Меня удивляет бездействие модератора этого сайта, поскольку на нём оскорбления запрещены правилами. *Человек из будущего*, моё последнее слово о твоей безоценочно-неосуждающей позиции: промолчи - попадёшь в палачи.

----------


## Человек из будущего

> Меня удивляет бездействие модератора этого сайта, поскольку на нём оскорбления запрещены правилами. *Человек из будущего*, моё последнее слово о твоей безоценочно-неосуждающей позиции: промолчи - попадёшь в палачи.

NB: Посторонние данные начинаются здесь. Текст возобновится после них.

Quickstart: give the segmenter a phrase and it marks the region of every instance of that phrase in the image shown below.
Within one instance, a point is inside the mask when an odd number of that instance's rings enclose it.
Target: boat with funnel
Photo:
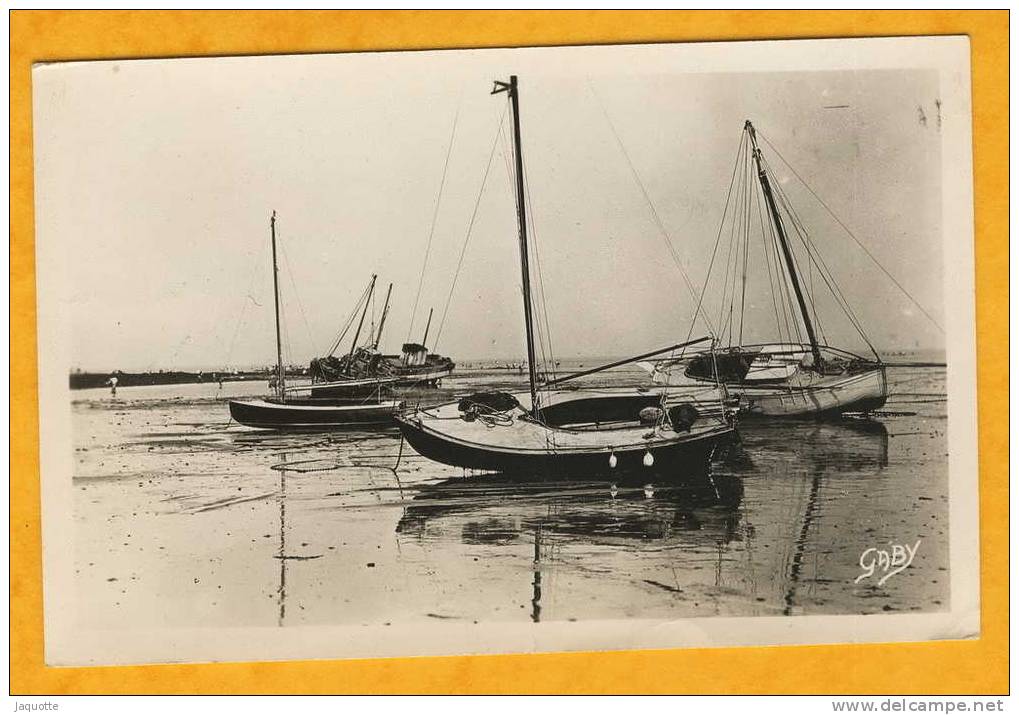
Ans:
[[[421,343],[405,343],[400,355],[384,355],[379,351],[382,330],[385,328],[386,318],[389,317],[392,283],[386,291],[386,301],[378,329],[374,326],[373,316],[368,341],[364,344],[358,342],[368,307],[372,304],[377,279],[377,275],[372,275],[368,287],[354,306],[351,319],[333,343],[329,354],[311,361],[308,371],[312,377],[313,397],[363,397],[370,394],[375,387],[437,387],[442,378],[450,375],[456,367],[448,357],[429,353],[424,345],[432,324],[431,311],[428,313],[428,324],[425,326],[425,335]],[[361,313],[361,319],[354,333],[350,351],[337,357],[336,350],[352,326],[353,316],[358,312]]]

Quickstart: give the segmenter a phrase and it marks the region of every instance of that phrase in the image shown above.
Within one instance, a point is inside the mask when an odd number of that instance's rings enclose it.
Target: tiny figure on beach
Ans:
[[[106,381],[106,384],[110,386],[110,395],[113,397],[117,396],[117,376],[110,375],[110,379]]]

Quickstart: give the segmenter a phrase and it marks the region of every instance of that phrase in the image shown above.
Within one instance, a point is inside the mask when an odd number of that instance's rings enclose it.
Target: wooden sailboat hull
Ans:
[[[818,377],[808,385],[727,385],[739,402],[741,420],[753,418],[830,419],[846,412],[873,412],[888,400],[884,368],[855,375]]]
[[[500,419],[464,420],[457,403],[427,410],[411,410],[396,416],[397,425],[410,445],[422,456],[454,467],[481,471],[551,476],[595,476],[662,470],[701,470],[715,447],[734,434],[723,418],[704,415],[688,432],[668,427],[622,424],[618,414],[611,425],[593,423],[553,427],[528,416],[527,396],[517,395],[522,407],[502,413]],[[605,401],[618,413],[621,401],[632,402],[633,415],[658,397],[630,391],[558,393],[544,408],[570,410],[571,404],[590,410],[590,403]],[[603,410],[604,412],[604,410]],[[549,414],[551,414],[549,412]],[[587,419],[587,418],[584,418]],[[614,426],[620,425],[620,426]],[[650,454],[652,465],[645,464]],[[615,455],[614,466],[610,456]]]
[[[608,476],[650,471],[644,466],[643,446],[615,451],[616,467],[609,466],[609,450],[566,453],[563,451],[502,451],[484,445],[452,442],[400,420],[397,425],[411,447],[423,457],[453,467],[512,474],[552,476]],[[702,437],[650,450],[656,473],[665,470],[702,471],[719,443],[717,438]]]
[[[312,397],[370,397],[376,394],[380,387],[434,387],[439,380],[448,377],[452,372],[452,367],[401,367],[393,374],[384,377],[313,384],[310,391]]]
[[[821,377],[801,387],[733,385],[729,394],[739,398],[741,417],[823,419],[881,409],[888,399],[888,380],[884,368],[877,368]]]
[[[826,419],[844,412],[872,412],[888,399],[885,368],[872,363],[842,374],[819,375],[801,369],[800,361],[808,348],[800,345],[771,344],[750,346],[759,349],[746,377],[725,381],[729,396],[739,399],[740,418]],[[832,361],[858,356],[822,346],[822,354]],[[642,363],[658,385],[688,386],[702,382],[691,377],[679,360]]]
[[[275,430],[355,429],[393,424],[402,403],[368,404],[278,403],[270,400],[230,400],[230,417],[247,427]]]
[[[433,368],[424,366],[422,368],[401,367],[396,371],[397,387],[432,387],[439,383],[444,377],[453,373],[453,366]]]
[[[395,378],[367,378],[360,380],[337,380],[335,382],[312,383],[307,390],[313,398],[339,398],[359,400],[374,397],[386,387],[397,384]]]

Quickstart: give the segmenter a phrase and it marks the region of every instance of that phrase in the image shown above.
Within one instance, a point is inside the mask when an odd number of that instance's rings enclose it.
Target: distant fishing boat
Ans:
[[[308,386],[286,385],[283,342],[280,333],[279,267],[276,262],[276,212],[269,220],[272,236],[272,287],[276,319],[275,393],[265,398],[230,400],[230,417],[247,427],[263,429],[334,429],[392,424],[402,403],[383,399],[378,381],[350,381],[349,399],[298,397]],[[360,391],[360,392],[359,392]]]
[[[425,326],[425,336],[421,343],[405,343],[400,355],[383,355],[379,352],[382,330],[389,316],[392,283],[386,291],[386,302],[382,309],[382,317],[379,319],[378,330],[369,331],[367,344],[358,344],[377,279],[377,275],[372,275],[368,287],[354,308],[356,315],[361,303],[364,303],[350,351],[340,357],[335,356],[336,349],[346,333],[345,328],[328,355],[311,361],[309,372],[313,382],[312,397],[363,396],[365,390],[370,393],[375,386],[436,387],[439,381],[450,375],[456,367],[448,357],[430,354],[424,345],[432,324],[431,311],[428,313],[428,325]],[[347,327],[349,328],[350,324]]]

 Извини, я тебя оскорбил? Чем?
Так ты изначально палач, если хочешь без суда и следствия убить того, кто тебе не нравится. 
Неужели ты не понял, что прежде чем применить наказание, нужно выслушать свидетелей и незаинтересованных лиц в следствии, а у тебя личные обиды и неприязнь, как тебя вообще можно допускать до суда. Так тоже нельзя, увы друг, но я не разделяю твою точку зрения.

----------


## June

> ты огрёб


 темпо, ты из восточных религий такой словарный запас почерпнул, или когда Юнити с гордостью писал, что теперь может общаться с уголовниками, он писал о тебе?

----------


## Aare

> а если ко мне домой придут люди убивать меня и мою семью, ты разрешишь мне с этими людьми немножко поссориться?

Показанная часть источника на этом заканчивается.